With the IoT making its way into businesses and vehicles of all kinds, it makes sense that agriculture would be one of the fields that can benefit from a network of connected “things.”
Ron Zink, director of On-Board Applications for John Deere’s Intelligent Solutions Group, talked to Computerworld about deploying sensors, wireless communications, and autonomous driving technology onto farm systems.
One of the most exciting technologies is a steering system that can be added to vehicles in order to create more precise rows of seeds and calculate the optimum gap between rows. The Autotrack Universal 200 doesn’t make a vehicle completely autonomous, but it does allow the driver more control over the vehicles around them. For example, it can match speeds between a tractor and a combine, allowing the driver of the tractor to unload material without having to worry about stopping the combine or driving along side.
John Deere also uses field sensors that can measure the exact amount of pressure with which a seed is pressed into the ground, or determine how many seeds are planted in a particular field. In order to support it, John Deere uses its own cloud-based Operations Center that can coordinate the data and display it on a tablet.

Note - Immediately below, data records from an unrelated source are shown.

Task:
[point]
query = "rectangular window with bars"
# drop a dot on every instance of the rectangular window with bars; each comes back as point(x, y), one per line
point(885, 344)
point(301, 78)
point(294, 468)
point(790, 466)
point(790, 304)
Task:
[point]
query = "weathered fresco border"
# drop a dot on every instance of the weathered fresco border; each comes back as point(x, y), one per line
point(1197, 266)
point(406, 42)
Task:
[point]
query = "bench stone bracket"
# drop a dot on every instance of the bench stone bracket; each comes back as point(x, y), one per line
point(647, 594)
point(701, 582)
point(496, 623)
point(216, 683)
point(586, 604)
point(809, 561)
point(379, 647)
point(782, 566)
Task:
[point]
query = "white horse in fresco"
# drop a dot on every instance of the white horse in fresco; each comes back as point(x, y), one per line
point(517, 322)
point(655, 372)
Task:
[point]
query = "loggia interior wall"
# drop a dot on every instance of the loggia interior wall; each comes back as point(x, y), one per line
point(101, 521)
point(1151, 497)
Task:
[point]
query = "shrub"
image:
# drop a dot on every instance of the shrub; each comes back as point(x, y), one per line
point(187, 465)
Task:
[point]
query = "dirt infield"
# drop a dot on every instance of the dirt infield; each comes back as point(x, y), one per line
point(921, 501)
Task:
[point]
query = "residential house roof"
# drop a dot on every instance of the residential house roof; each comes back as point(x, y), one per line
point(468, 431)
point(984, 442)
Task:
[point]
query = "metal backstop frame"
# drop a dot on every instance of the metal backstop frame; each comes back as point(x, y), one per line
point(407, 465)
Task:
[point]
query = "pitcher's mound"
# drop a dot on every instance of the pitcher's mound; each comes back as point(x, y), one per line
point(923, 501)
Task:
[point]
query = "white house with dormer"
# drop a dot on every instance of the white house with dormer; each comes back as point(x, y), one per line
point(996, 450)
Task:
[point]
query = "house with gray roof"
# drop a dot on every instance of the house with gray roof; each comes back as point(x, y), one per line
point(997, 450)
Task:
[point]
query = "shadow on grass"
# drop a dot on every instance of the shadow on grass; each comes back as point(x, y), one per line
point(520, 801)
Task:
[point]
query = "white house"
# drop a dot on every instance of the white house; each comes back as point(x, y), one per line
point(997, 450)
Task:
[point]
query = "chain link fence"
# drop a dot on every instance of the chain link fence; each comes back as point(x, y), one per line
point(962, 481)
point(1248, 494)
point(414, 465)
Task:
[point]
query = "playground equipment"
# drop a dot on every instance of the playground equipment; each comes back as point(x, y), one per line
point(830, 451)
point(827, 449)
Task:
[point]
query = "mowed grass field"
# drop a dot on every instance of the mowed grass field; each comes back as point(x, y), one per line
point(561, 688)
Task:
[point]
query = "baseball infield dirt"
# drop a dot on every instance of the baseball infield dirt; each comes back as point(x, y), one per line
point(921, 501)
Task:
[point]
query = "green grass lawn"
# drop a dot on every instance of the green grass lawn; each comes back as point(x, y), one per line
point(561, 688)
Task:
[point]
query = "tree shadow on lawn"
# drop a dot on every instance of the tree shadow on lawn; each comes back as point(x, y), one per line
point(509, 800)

From a development perspective, Zink said that John Deere experiments with new products but makes the “minimum viable product,” leaving room for error but also for products that will take off. The idea of creating a spiderweb of services that branch off one another seems particularly appropriate to the IoT because of the focus on connectivity, and because the company can receive up-to-date feedback about how its users are utilizing the product. John Deere uses IoT and mobile platforms – especially iPad apps – to piggyback on either existing technologies and allow the company to develop IoT systems for its users’ particular needs.